Qui è diverso: la “lingua materna” di cui Hannah Arendt tesse l’elegia, in un’intervista del 1964 alla tv tedesca, è il tedesco. Un’avocazione, di lingua e di cultura, sorprendente, e anche ambigua. Vale per per H.Arendt come per Celan e Nelly Sachs, perseguitati per essere ebrei, benché tedeschi o tedescofoni: il tedesco resta la Muttersprache, lingua materna, per i sopravvissuti e i morti, non solo per Hannah Arendt. E dunque la storia non c’è?
Ma l’intervista si ripropone perché è un atto di onestà – un po’ come Primo Levi si poneva nei confronti della Germania: la lingua, la cultura, sopravanza la storia. 
Il sottotitolo, “La condizione umana e il pensiero plurale”, è un po’ la sintesi del saggio introduttivo di Alessandro Dal Lago, che ha curato il volumetto: il “mito illuminista” è “tragedia o farsa”, senza “memoria culturale” Robinson non esiste. Arendt va oltre. Gli intellettuali “non erano assassini. Erano persone che si erano prese in trappola da sole”. L’imparzialità è in Omero anche in favore degli sconfitti, e in Erodoto anche per i barbari.

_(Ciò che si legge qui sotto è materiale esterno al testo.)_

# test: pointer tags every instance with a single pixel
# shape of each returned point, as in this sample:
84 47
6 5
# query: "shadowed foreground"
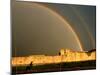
68 66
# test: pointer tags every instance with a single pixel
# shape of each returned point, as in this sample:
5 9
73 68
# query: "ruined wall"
65 56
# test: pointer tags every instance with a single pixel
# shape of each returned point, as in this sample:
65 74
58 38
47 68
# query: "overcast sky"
44 28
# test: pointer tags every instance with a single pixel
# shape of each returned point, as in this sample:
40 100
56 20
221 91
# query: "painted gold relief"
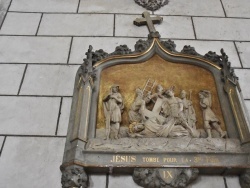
190 78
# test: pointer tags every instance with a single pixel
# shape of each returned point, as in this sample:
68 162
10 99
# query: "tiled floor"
42 43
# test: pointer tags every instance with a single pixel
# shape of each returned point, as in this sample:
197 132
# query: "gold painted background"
182 76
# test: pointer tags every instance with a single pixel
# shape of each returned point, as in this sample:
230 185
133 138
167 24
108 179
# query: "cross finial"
150 21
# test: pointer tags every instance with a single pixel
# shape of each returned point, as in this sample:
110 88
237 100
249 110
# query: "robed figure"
113 108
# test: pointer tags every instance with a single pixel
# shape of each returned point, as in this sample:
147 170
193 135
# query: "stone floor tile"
31 162
104 6
77 24
171 27
49 80
239 8
192 8
233 182
10 78
64 117
34 49
97 181
1 143
244 51
28 115
80 45
244 78
202 47
4 4
222 28
208 181
21 23
123 181
44 5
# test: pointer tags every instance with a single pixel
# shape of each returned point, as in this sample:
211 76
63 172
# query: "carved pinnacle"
149 21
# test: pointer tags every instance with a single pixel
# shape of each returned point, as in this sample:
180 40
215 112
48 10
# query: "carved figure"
152 177
113 107
210 119
74 176
172 109
159 92
153 124
188 109
134 115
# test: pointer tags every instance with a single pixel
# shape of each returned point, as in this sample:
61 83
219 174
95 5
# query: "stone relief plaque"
160 115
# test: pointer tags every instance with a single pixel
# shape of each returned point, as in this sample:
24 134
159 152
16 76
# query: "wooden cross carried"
150 21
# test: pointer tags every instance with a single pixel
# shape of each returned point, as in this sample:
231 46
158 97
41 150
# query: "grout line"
53 96
24 72
135 37
39 136
1 150
114 26
59 64
223 8
193 28
71 41
39 24
107 180
77 10
5 14
225 182
238 55
206 16
59 114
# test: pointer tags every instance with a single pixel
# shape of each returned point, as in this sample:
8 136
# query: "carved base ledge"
164 177
74 176
245 179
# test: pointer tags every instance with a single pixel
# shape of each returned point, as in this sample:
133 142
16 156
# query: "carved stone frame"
82 122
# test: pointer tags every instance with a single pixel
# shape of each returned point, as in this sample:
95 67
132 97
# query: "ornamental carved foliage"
74 176
187 49
169 45
152 5
164 178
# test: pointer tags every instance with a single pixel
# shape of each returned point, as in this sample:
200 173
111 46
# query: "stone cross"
150 21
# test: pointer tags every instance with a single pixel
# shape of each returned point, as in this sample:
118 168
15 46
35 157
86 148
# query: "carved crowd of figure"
170 116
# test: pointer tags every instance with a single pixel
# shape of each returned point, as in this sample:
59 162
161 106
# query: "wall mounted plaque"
160 115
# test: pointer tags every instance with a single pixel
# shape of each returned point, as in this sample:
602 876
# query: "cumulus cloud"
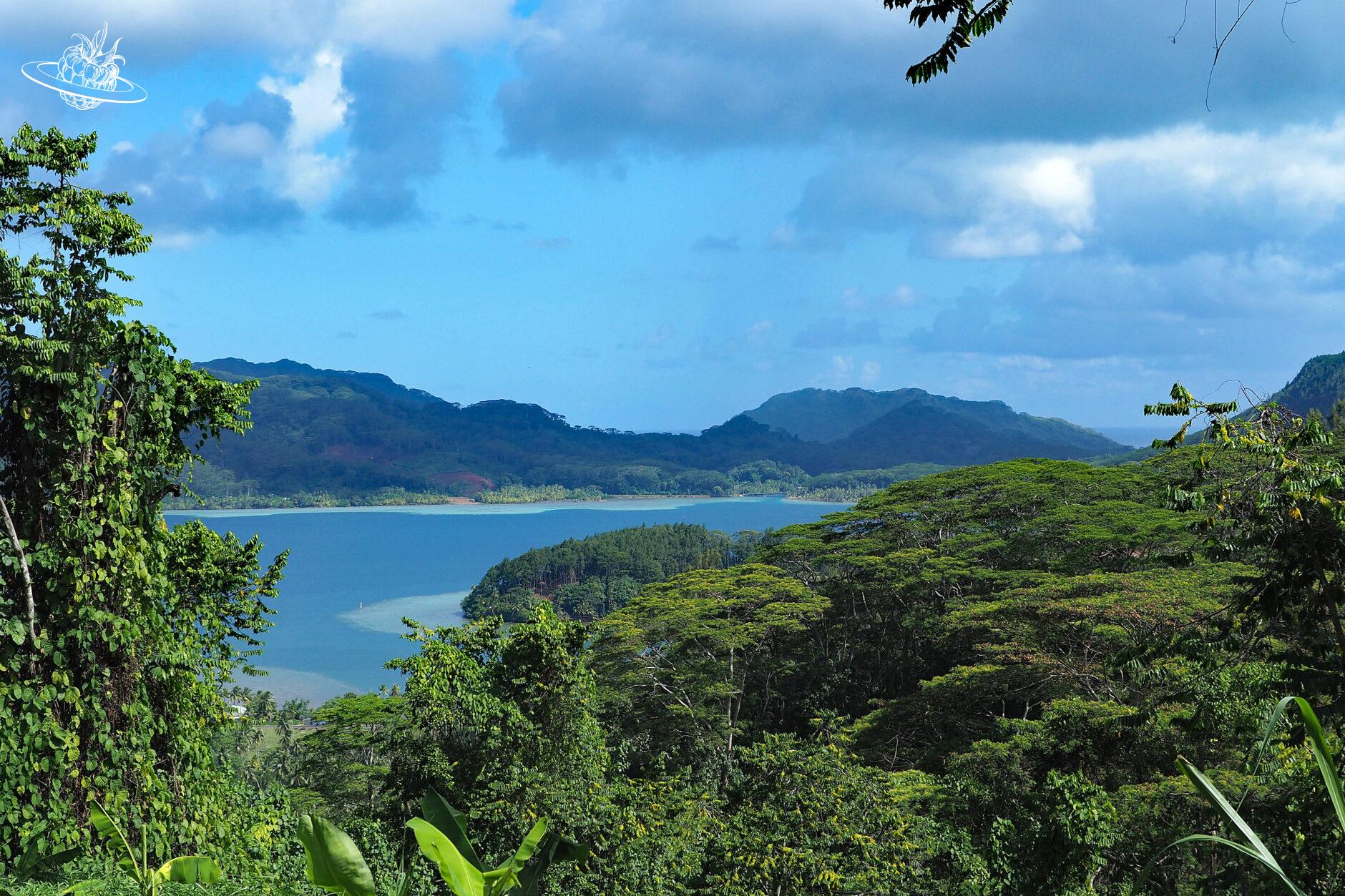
166 31
218 177
1170 190
1086 310
843 373
716 244
602 79
553 244
836 333
397 122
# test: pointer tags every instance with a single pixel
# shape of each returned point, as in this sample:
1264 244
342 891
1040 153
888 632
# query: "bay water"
356 572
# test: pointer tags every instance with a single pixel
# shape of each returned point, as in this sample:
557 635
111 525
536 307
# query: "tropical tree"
347 759
504 723
695 653
1271 491
113 658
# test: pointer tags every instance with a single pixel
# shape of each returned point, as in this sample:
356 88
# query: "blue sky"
655 215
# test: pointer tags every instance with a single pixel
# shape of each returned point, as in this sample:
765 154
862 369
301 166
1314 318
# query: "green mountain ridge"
1317 386
350 433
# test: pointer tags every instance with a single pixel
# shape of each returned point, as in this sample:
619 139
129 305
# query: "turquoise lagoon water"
356 572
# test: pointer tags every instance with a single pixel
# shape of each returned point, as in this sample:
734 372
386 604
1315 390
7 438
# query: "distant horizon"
1134 436
464 198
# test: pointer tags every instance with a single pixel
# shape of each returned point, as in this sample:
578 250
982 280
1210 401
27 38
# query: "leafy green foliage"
969 22
695 657
117 631
1270 488
590 578
334 862
347 759
446 844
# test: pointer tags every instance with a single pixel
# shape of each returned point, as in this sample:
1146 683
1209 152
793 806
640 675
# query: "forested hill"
1319 386
860 420
591 578
350 435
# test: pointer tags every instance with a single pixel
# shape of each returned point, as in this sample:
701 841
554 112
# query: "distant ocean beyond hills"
345 436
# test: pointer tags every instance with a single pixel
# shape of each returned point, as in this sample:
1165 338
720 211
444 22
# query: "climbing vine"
114 630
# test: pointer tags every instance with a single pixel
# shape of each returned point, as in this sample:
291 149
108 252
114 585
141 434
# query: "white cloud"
175 29
843 373
318 107
421 27
244 140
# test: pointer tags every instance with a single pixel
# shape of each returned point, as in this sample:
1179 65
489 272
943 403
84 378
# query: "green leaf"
34 865
553 850
1320 751
449 822
461 876
334 862
190 870
506 876
1215 798
108 829
1270 864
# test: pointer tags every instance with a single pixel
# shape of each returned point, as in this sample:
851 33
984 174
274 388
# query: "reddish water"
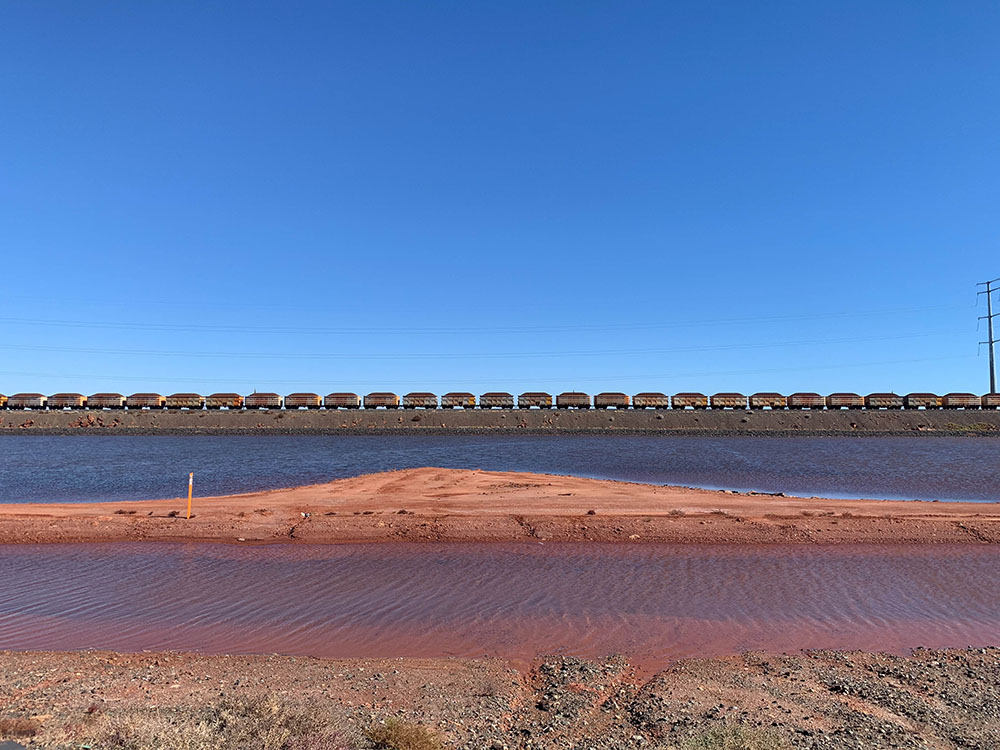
653 602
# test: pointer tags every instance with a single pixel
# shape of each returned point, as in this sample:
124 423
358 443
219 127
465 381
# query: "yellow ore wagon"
375 400
303 401
609 399
106 401
692 400
961 401
457 399
884 401
496 400
728 401
26 401
844 401
342 401
185 401
651 400
806 401
67 401
224 401
145 401
534 398
573 400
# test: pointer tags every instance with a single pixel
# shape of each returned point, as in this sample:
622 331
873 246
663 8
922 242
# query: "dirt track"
433 504
534 421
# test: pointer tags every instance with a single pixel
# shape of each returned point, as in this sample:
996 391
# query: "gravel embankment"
946 700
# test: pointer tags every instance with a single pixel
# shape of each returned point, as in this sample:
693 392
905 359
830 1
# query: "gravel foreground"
825 700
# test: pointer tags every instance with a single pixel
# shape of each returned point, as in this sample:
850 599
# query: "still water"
86 468
653 602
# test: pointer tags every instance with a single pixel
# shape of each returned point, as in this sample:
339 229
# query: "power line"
989 323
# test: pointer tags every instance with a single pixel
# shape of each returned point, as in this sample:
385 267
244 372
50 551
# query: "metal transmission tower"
989 325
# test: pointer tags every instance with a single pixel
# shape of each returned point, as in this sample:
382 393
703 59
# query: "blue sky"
519 195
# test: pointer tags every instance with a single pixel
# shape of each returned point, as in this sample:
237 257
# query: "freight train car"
224 401
689 401
572 400
458 400
884 401
193 401
728 401
263 401
534 398
381 399
67 401
303 401
420 400
768 401
27 401
145 401
106 401
844 401
803 400
650 400
342 401
496 400
961 401
922 401
607 400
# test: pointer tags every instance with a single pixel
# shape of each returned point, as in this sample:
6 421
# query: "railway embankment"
501 421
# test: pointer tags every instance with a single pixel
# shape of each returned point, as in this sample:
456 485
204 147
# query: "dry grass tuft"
400 735
18 728
736 738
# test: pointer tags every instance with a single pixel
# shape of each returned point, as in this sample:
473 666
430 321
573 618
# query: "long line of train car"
500 400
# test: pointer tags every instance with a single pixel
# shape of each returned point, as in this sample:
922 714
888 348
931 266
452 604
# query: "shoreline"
714 423
457 505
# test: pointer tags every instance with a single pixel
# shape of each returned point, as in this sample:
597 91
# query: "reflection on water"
653 602
42 468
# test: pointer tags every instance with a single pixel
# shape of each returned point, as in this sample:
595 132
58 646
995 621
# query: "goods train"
500 400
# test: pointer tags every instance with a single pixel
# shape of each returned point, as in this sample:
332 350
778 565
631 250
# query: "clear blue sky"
515 195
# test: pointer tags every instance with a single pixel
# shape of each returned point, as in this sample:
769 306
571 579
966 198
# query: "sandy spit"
431 504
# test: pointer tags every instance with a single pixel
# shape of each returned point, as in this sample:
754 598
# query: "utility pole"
989 325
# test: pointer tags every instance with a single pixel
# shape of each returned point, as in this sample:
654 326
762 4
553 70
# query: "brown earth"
432 504
941 700
502 421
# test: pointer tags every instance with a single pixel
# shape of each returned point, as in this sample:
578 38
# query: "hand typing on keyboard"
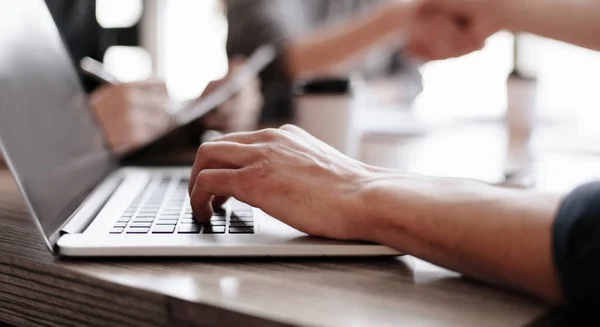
162 209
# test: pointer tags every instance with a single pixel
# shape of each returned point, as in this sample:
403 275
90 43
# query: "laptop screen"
48 134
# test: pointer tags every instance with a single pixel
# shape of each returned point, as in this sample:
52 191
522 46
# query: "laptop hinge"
91 206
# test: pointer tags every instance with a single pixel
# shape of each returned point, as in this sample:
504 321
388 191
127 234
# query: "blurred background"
523 97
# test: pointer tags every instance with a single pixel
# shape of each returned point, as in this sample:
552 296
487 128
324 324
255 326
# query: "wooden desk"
37 288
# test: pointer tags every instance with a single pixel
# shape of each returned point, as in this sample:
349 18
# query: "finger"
300 133
209 182
221 154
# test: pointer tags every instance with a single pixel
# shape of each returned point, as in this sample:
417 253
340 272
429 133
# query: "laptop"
81 199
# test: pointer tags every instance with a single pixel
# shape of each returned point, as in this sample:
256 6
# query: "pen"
95 69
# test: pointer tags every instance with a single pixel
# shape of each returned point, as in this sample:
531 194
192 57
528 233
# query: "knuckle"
270 134
262 169
289 128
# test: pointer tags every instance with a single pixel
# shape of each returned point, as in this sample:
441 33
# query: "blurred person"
315 38
451 28
546 245
134 114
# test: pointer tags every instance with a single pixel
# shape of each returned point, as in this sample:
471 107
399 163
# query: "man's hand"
132 114
442 29
242 111
287 173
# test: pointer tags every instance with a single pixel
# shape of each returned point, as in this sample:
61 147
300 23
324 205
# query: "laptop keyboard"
163 208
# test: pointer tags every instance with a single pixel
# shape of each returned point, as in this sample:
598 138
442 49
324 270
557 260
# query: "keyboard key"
138 231
241 230
169 216
214 230
143 220
189 229
244 213
167 222
163 229
146 215
140 224
237 205
241 224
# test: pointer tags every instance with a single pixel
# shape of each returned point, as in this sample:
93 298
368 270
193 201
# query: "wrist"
389 200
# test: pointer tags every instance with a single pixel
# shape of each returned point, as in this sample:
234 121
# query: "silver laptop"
81 200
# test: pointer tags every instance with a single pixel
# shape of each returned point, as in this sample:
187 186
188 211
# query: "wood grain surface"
39 289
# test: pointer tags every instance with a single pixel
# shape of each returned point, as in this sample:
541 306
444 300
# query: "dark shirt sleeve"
253 23
577 247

Alla conversazione è allegato un saggio intitolato “L’atto originario della filosofia politica è lo stupore”. Titolo editoriale da Jeanne Hersch - di cui però non c’è menzione - per un testo presentato come “ampio estratto” di una conferenza del 1954,  “Concern with politics in recent european philosphical thought”. Pieno di spunti, su Hegel, il nichilismo, l’esistenzialismo. E di un ritornello – che tornerà in altre opere di H.Arendt: la filosofia politica è lasciata ai cattolici, gli unici capaci di risvegliare un interesse per i problemi classici della filosofia politica. Ciò perché, fino a un certo punto, “sono ciechi di fronte alla storia”. Ma anche perché è “nella storia della Cristianità” che “la nozione di società universale (nelle diverse forme della civitas dei) sorse per la prima volta”.